# What is the equation of the line perpendicular to y=-7/5  that passes through  (-35,5) ?

Mar 5, 2016

$x = - 35$

#### Explanation:

Firstly, let's go over what we already know from the question. We know that the $y$-$\text{intercept}$ is $- \frac{7}{5}$ and that the slope, or $m$, is $0$.

Our new equation passes through $\left(- 35 , 5\right)$, but the slope will not change since 0 is neither positive nor negative. This means that we need to find the $x - \text{intercept}$. So, our line will be passing through vertically, and have a undefined slope (we don't have to include $m$ in our equation).

In our point, $\left(- 35\right)$ represents our $x - \text{axis}$, and $\left(5\right)$ represents our $y - \text{axis}$. Now, all we have to do is pop the $x - \text{axis}$ $\left(- 35\right)$into our equation, and we're done!

The line that is perpendicular to y=−7/5 that passes through (−35,5) is $x = - 35$.

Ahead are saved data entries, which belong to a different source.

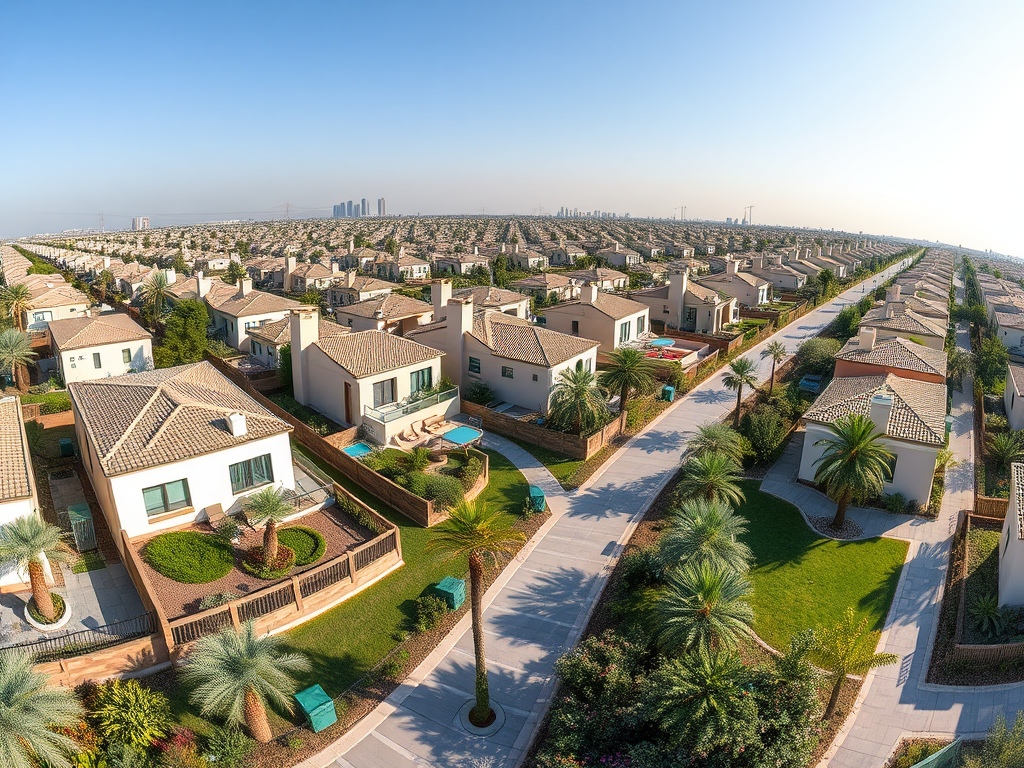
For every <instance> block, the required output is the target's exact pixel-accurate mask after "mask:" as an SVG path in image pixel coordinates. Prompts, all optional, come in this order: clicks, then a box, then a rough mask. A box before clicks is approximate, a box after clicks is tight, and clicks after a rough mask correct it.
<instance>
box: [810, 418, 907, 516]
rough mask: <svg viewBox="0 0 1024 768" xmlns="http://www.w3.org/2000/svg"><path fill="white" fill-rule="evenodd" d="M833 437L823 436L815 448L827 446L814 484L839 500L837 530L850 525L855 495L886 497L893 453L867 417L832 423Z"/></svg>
mask: <svg viewBox="0 0 1024 768" xmlns="http://www.w3.org/2000/svg"><path fill="white" fill-rule="evenodd" d="M828 429H830V430H831V433H833V435H834V436H833V437H823V438H821V439H820V440H817V441H815V443H814V444H815V445H824V449H825V451H824V453H823V454H822V455H821V456H820V458H818V459H817V460H816V461H815V462H814V464H815V465H816V466H817V469H815V470H814V481H815V482H819V483H821V484H822V485H824V486H825V490H826V493H827V494H828V496H829V497H830V498H831V499H834V500H835V501H836V517H835V518H834V519H833V522H831V525H833V527H834V528H842V527H843V525H844V524H845V523H846V508H847V507H848V506H849V505H850V502H851V501H852V500H853V495H854V493H855V492H856V493H859V494H864V495H866V496H877V495H880V494H882V488H883V483H884V482H885V481H886V479H887V478H888V477H889V462H890V461H891V460H892V458H893V455H892V452H891V451H889V449H887V447H886V446H885V445H883V444H882V442H881V439H882V438H883V437H884V436H885V435H883V434H882V433H881V432H878V431H876V429H874V422H872V421H871V420H870V419H868V418H867V417H866V416H859V415H850V416H845V417H843V418H842V419H839V420H838V421H837V422H836V423H835V424H829V425H828Z"/></svg>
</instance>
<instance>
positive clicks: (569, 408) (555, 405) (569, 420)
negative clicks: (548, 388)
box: [548, 368, 607, 434]
mask: <svg viewBox="0 0 1024 768" xmlns="http://www.w3.org/2000/svg"><path fill="white" fill-rule="evenodd" d="M605 413H607V406H606V404H605V402H604V397H603V396H602V395H601V390H600V389H598V388H597V379H596V378H595V377H594V374H593V373H592V372H590V371H587V370H585V369H582V368H572V369H568V370H566V371H562V373H561V375H559V377H558V381H556V382H555V386H554V387H552V389H551V406H550V408H549V410H548V418H549V419H550V420H551V421H552V423H553V424H554V426H556V427H557V428H558V429H565V430H568V431H570V432H572V434H583V433H584V432H590V431H592V430H594V429H596V428H597V427H599V426H600V425H601V422H602V417H603V416H604V415H605Z"/></svg>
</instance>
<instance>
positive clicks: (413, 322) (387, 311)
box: [334, 293, 434, 336]
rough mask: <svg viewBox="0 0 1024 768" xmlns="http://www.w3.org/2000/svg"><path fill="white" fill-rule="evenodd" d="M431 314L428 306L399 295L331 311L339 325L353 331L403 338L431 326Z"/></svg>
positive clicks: (363, 302)
mask: <svg viewBox="0 0 1024 768" xmlns="http://www.w3.org/2000/svg"><path fill="white" fill-rule="evenodd" d="M433 314H434V310H433V307H431V306H430V304H428V303H426V302H425V301H420V300H419V299H413V298H410V297H409V296H403V295H401V294H400V293H389V294H386V295H384V296H378V297H377V298H375V299H367V300H366V301H360V302H359V303H358V304H347V305H345V306H340V307H337V308H336V309H335V310H334V316H335V317H336V318H337V319H338V325H341V326H346V327H348V328H350V329H352V330H353V331H384V332H385V333H389V334H397V335H398V336H404V335H406V334H407V333H408V332H409V331H412V330H413V329H414V328H416V327H417V326H422V325H424V324H426V323H430V321H431V319H433Z"/></svg>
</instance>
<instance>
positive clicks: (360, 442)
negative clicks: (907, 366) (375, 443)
mask: <svg viewBox="0 0 1024 768" xmlns="http://www.w3.org/2000/svg"><path fill="white" fill-rule="evenodd" d="M342 451H344V452H345V453H346V454H348V455H349V456H350V457H352V458H353V459H361V458H362V457H364V456H366V455H367V454H372V453H373V452H374V450H373V449H372V447H370V446H369V445H368V444H367V443H365V442H353V443H352V444H351V445H346V446H345V447H343V449H342Z"/></svg>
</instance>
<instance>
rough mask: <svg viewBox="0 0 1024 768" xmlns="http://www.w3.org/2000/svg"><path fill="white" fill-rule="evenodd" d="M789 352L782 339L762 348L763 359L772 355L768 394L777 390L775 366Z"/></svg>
mask: <svg viewBox="0 0 1024 768" xmlns="http://www.w3.org/2000/svg"><path fill="white" fill-rule="evenodd" d="M787 354H788V352H787V351H785V344H783V343H782V342H781V341H773V342H771V343H770V344H769V345H768V346H766V347H765V348H764V349H762V350H761V359H765V358H766V357H771V378H770V379H768V382H769V383H768V394H769V395H771V393H772V392H774V391H775V366H777V365H778V364H779V362H781V361H782V360H783V359H784V358H785V355H787Z"/></svg>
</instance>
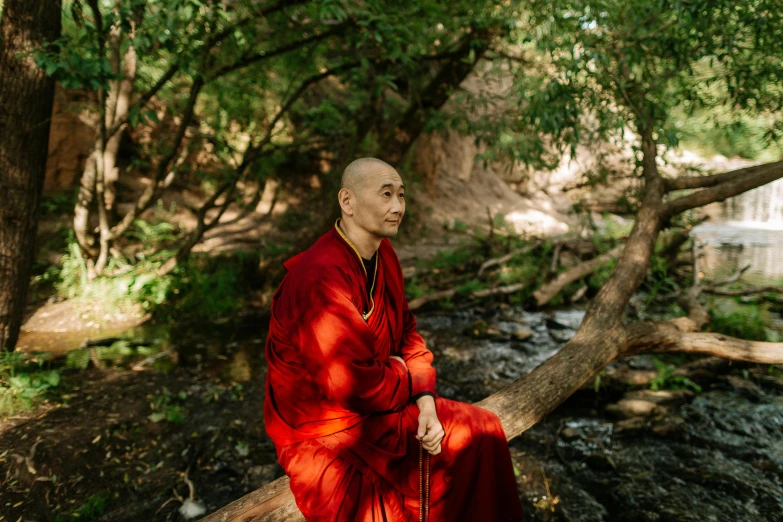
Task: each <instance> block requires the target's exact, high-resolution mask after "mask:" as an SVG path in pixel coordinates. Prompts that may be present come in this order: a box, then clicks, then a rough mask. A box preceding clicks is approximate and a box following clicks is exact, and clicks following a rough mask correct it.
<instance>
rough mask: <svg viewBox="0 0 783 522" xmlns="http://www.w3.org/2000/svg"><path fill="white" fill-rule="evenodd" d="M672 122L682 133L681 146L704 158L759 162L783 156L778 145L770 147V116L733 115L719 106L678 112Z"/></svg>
mask: <svg viewBox="0 0 783 522" xmlns="http://www.w3.org/2000/svg"><path fill="white" fill-rule="evenodd" d="M685 103H687V101H686V102H685ZM685 107H687V105H686V106H685ZM690 112H692V114H690ZM672 118H673V122H672V124H673V125H674V126H675V127H676V128H677V129H678V131H679V132H680V133H681V139H680V141H681V143H682V144H683V145H684V146H686V147H688V148H689V149H691V150H695V151H698V152H700V153H702V154H705V155H713V154H722V155H723V156H726V157H728V158H733V157H740V158H745V159H751V160H757V161H760V162H772V161H776V160H777V159H779V158H780V157H781V155H783V149H781V144H780V143H779V142H777V143H772V144H770V143H769V140H768V137H767V131H768V129H769V128H770V126H772V125H774V119H773V118H772V117H770V116H769V115H759V114H754V113H749V112H748V111H745V112H741V113H739V114H734V113H732V112H731V111H728V110H726V109H725V108H724V107H721V106H718V107H714V108H712V109H709V110H705V109H699V110H695V111H687V110H685V109H684V108H677V109H675V110H674V111H673V113H672Z"/></svg>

Here's a graph of both lines.

Mar 5, 2016

solution is, $x + 35 = 0$
$y = - \frac{7}{5}$ represents a straight line parallel to x-axis lying at a distance $- \frac{7}{5}$ unit from x-axis.
Any straight line perpendicular to this line should be parallel to y-axis and can be represented by the equation $x = c$ ,where c = a constant distance of the line from y-axis.
Since the line whose equation to be determined passes through(-35,5) and is parallel to y-axis, it will be at a distance -35 unit from y-axis. Hence its equation should be $x = - 35 \implies x + 35 = 0$